Ülkesini çok seven ve ülkesinin içinde bulunduğu zor koşulları çok iyi bilen Nazım Hikmet ve arkadaşları Kurtuluş Savaşı yıllarında Mustafa Kemal’in safında yer almışlardır.

Anadolu’ya geçme aşamasında ve geçtikten sonraki kısımlarda parasızlık dahil birçok sorun yaşayan Nazım Hikmet ve arkadaşları Ankara Hükümeti’nin görevlendirmesiyle Bolu’da öğretmenlik yapmışlardır.

PİRAYE OLAYI

1930’da tanışıp bir sene sonra evlenmeye karar verdiği halde yaşadığı olaylar yüzünden sürekli ertelenen evliliğini 31 Ocak 1935’te Piraye Altınoğlu ile gerçekleştiren Nazım Hikmet, Rusya’da yaptığı kısa süreli iki evliliğe nazaran Piraye ile daha uzun süre evli kalmıştır.

Piraye Hanım’ın ilk evliliğinden olan iki çocuğunun sorumluluğunu da üstlenen Nazım Hikmet, böylelikle kendi dahil dört kişilik bir ailenin sorumluluğunu almıştır.

Nazım ve Piraye

HARP OKULU MESELESİ

Nazım Hikmet, 17 Ocak 1938 gecesi akrabası Celaleddin Ezine’nin evinde otururken aniden gelen polisler tarafından tutuklanıp kısa süre İstanbul Tevkifhanesi’nde (tutukevi) kaldıktan sonra Ankara’ya Harp Okulu Komutanlığı Askeri Mahkemesi’ne gönderildi.

Özgür kalacağını düşündüğü davada 29 Mart 1938 günü çıkan “askeri kişilerin üstlerine karşı isyana teşvik” suçuyla 15 yıl ağır hapse mahkum edildi.

28 Mayıs 1938’de temyiz tarafından cezası onanan Nazım Hikmet Ankara Cezaevi’nden alınarak İstanbul Sultanahmet Cezaevi’ne getirildi. Bir ay sonra Donanma Komutanlığı’ndan gelen görevliler onu alıp kelepçeli şekilde Köprü Kadıköy iskelesinden bir motorla Adalar açığında bekleyen Erkin gemisine götürdüler. Önce bir helaya, sonra ambara kapatıldı.

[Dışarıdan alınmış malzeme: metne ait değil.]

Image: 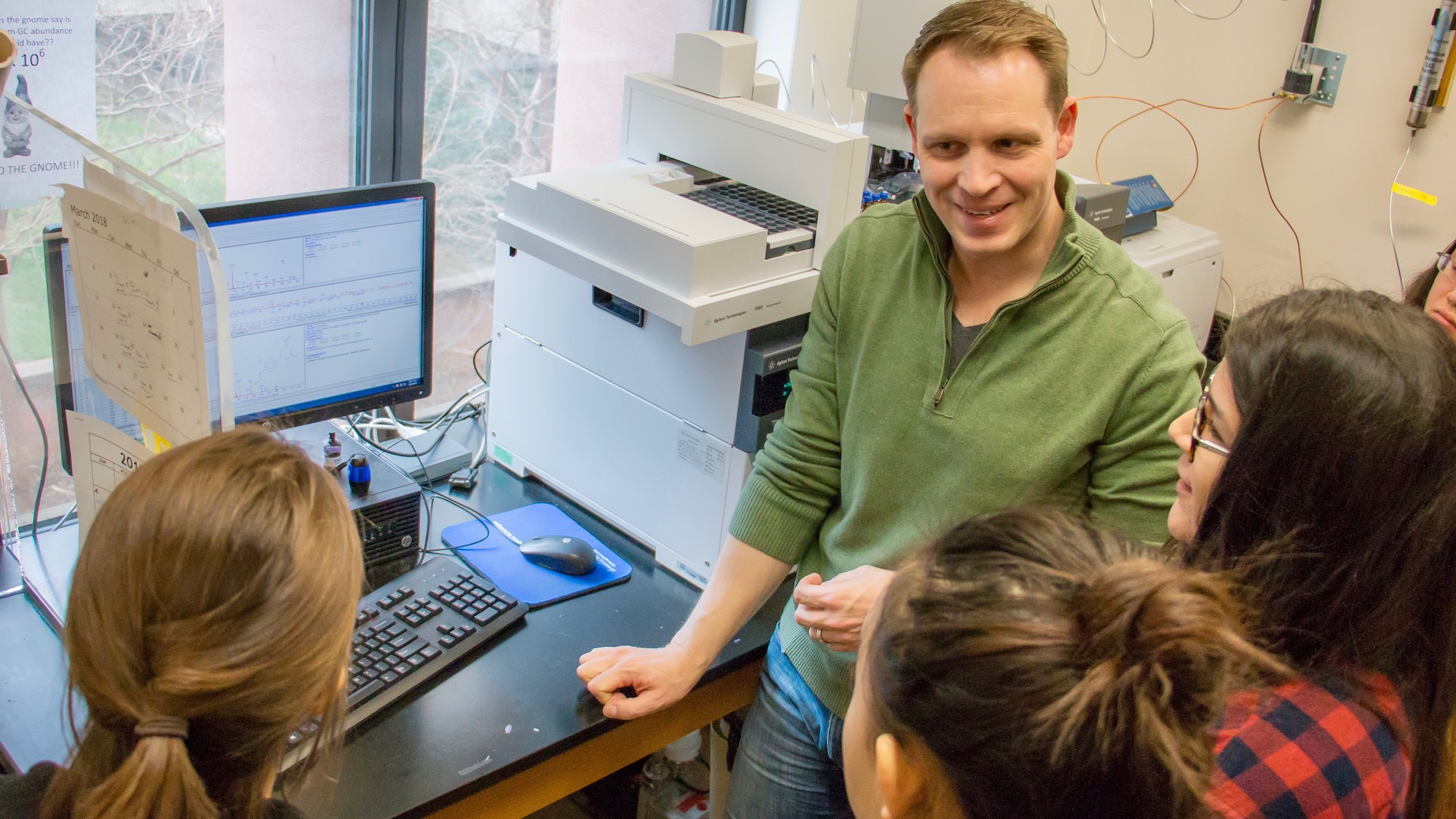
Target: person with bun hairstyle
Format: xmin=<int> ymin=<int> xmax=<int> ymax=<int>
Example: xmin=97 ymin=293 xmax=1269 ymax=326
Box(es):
xmin=844 ymin=510 xmax=1286 ymax=819
xmin=0 ymin=430 xmax=364 ymax=819
xmin=1168 ymin=290 xmax=1456 ymax=819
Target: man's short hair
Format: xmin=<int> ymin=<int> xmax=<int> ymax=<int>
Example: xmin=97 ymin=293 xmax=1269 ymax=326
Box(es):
xmin=900 ymin=0 xmax=1067 ymax=116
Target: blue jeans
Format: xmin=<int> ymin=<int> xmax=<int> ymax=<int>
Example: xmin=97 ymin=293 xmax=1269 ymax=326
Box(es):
xmin=728 ymin=631 xmax=852 ymax=819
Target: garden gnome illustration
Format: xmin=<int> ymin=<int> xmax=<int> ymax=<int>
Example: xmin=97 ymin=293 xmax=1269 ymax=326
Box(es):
xmin=0 ymin=74 xmax=31 ymax=159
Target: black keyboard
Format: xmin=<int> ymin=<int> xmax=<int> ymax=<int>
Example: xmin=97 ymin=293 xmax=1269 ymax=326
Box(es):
xmin=282 ymin=557 xmax=526 ymax=768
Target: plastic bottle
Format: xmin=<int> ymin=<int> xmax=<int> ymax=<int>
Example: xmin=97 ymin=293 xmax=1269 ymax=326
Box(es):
xmin=638 ymin=732 xmax=708 ymax=819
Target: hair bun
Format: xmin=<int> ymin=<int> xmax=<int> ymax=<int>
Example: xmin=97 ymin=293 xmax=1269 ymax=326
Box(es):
xmin=1076 ymin=558 xmax=1243 ymax=666
xmin=1048 ymin=558 xmax=1281 ymax=788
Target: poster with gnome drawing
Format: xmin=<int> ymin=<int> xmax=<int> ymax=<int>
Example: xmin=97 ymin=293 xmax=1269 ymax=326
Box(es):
xmin=0 ymin=0 xmax=96 ymax=210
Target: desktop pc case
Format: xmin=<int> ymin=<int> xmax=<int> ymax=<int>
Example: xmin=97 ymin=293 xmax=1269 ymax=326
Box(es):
xmin=275 ymin=422 xmax=424 ymax=589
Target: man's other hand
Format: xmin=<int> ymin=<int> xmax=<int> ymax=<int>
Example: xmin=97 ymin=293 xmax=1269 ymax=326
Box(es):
xmin=577 ymin=644 xmax=706 ymax=720
xmin=794 ymin=566 xmax=895 ymax=652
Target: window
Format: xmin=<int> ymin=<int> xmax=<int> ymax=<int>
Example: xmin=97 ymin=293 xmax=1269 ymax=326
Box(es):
xmin=0 ymin=0 xmax=355 ymax=525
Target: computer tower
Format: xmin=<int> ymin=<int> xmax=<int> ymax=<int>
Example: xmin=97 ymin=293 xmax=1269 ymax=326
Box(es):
xmin=278 ymin=422 xmax=424 ymax=590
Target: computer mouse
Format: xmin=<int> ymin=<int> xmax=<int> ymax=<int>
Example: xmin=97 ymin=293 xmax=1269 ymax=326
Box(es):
xmin=521 ymin=535 xmax=597 ymax=574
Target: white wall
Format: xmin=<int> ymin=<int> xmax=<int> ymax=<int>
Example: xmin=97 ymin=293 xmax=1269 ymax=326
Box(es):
xmin=552 ymin=0 xmax=712 ymax=170
xmin=750 ymin=0 xmax=1456 ymax=309
xmin=223 ymin=0 xmax=354 ymax=199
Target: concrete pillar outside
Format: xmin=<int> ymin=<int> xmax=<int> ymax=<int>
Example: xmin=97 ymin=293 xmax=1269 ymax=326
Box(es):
xmin=223 ymin=0 xmax=354 ymax=199
xmin=552 ymin=0 xmax=712 ymax=170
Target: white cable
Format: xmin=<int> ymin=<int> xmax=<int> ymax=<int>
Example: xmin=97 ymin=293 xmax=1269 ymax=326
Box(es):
xmin=1174 ymin=0 xmax=1243 ymax=20
xmin=753 ymin=58 xmax=798 ymax=114
xmin=810 ymin=54 xmax=850 ymax=128
xmin=1041 ymin=3 xmax=1107 ymax=77
xmin=1092 ymin=0 xmax=1158 ymax=60
xmin=1219 ymin=275 xmax=1239 ymax=320
xmin=1386 ymin=130 xmax=1418 ymax=296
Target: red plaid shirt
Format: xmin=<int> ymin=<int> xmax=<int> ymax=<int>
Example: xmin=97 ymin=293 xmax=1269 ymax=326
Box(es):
xmin=1207 ymin=675 xmax=1411 ymax=819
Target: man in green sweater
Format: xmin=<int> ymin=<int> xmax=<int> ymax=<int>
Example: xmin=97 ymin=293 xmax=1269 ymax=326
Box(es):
xmin=578 ymin=0 xmax=1203 ymax=819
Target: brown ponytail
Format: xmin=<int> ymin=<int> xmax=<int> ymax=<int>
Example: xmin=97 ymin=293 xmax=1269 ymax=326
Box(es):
xmin=73 ymin=725 xmax=218 ymax=819
xmin=41 ymin=430 xmax=363 ymax=819
xmin=868 ymin=512 xmax=1284 ymax=819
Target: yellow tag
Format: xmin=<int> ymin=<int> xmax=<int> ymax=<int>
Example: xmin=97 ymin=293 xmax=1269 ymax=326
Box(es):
xmin=141 ymin=424 xmax=172 ymax=455
xmin=1390 ymin=182 xmax=1436 ymax=207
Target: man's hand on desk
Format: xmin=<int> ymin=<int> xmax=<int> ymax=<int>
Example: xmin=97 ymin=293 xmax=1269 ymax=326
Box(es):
xmin=794 ymin=566 xmax=895 ymax=652
xmin=577 ymin=643 xmax=708 ymax=720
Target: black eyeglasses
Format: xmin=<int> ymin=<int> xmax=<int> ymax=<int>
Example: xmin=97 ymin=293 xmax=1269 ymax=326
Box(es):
xmin=1188 ymin=376 xmax=1229 ymax=464
xmin=1436 ymin=239 xmax=1456 ymax=278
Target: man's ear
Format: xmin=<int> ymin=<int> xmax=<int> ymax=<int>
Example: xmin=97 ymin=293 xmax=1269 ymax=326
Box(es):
xmin=875 ymin=733 xmax=930 ymax=819
xmin=1057 ymin=96 xmax=1077 ymax=159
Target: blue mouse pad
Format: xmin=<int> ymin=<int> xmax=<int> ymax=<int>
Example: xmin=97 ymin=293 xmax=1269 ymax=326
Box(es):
xmin=440 ymin=503 xmax=632 ymax=609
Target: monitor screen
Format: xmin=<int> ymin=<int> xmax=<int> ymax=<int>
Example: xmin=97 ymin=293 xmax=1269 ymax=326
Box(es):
xmin=47 ymin=182 xmax=434 ymax=468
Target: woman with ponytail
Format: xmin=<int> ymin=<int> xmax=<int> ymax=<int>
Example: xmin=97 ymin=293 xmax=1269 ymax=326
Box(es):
xmin=0 ymin=430 xmax=363 ymax=819
xmin=844 ymin=512 xmax=1284 ymax=819
xmin=1168 ymin=290 xmax=1456 ymax=819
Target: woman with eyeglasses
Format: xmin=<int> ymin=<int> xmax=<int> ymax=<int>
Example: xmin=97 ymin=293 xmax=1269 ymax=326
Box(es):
xmin=1168 ymin=290 xmax=1456 ymax=819
xmin=1405 ymin=242 xmax=1456 ymax=339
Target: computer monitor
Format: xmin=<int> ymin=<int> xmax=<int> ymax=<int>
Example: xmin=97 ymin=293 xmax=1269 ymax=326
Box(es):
xmin=45 ymin=182 xmax=435 ymax=472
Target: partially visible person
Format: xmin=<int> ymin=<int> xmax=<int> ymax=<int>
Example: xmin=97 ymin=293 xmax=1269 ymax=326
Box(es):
xmin=1405 ymin=236 xmax=1456 ymax=339
xmin=844 ymin=510 xmax=1284 ymax=819
xmin=0 ymin=430 xmax=363 ymax=819
xmin=1168 ymin=290 xmax=1456 ymax=819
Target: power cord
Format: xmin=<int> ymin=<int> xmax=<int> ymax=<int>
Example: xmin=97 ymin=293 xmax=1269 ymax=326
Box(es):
xmin=1077 ymin=93 xmax=1274 ymax=202
xmin=1254 ymin=99 xmax=1305 ymax=287
xmin=0 ymin=328 xmax=51 ymax=548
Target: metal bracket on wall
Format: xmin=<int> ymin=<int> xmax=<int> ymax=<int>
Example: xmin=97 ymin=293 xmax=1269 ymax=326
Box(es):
xmin=1294 ymin=42 xmax=1347 ymax=108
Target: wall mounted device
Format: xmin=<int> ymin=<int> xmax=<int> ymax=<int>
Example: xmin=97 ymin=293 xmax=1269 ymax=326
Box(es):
xmin=488 ymin=32 xmax=869 ymax=585
xmin=1405 ymin=0 xmax=1456 ymax=128
xmin=1274 ymin=0 xmax=1345 ymax=106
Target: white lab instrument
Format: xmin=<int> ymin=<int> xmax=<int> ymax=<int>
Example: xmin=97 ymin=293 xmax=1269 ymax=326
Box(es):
xmin=489 ymin=35 xmax=869 ymax=586
xmin=1123 ymin=213 xmax=1223 ymax=349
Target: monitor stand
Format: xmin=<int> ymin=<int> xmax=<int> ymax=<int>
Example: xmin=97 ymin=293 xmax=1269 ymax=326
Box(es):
xmin=17 ymin=521 xmax=80 ymax=636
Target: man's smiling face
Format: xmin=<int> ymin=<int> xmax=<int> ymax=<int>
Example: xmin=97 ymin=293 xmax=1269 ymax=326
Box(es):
xmin=906 ymin=48 xmax=1076 ymax=261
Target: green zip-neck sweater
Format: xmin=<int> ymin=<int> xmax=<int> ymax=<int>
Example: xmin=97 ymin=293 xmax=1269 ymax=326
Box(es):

Son umudunu da 29 Aralık 1938’de Askeri Yargıtay’dan gelen onay sonrası kaybeden Nazım Hikmet, şubat 1940’ta Çankırı Cezaevi’ne, aynı yıl aralık ayında da Bursa Cezaevi’ne gönderildi.

NAZIM HİKMET ARTIK ÖZGÜR

1949 yılının ortalarında Ahmet Emin Yalman’ın “Vatan” gazetesinde yazdığı yazı dizisinin ve gazetenin, avukatı Mehmet Ali Sebük’e yaptırdığı on yazıdan oluşan inceleme sonucunda, kamuoyunda Nazım’ın “adli hata” sebebiyle cezaevinde olduğu görüşü ağırlık kazandı. Ankara ve İstanbul’da aydınlar ve avukatlar beraberce imzaladıkları dilekçelerle cumhurbaşkanına başvurdular.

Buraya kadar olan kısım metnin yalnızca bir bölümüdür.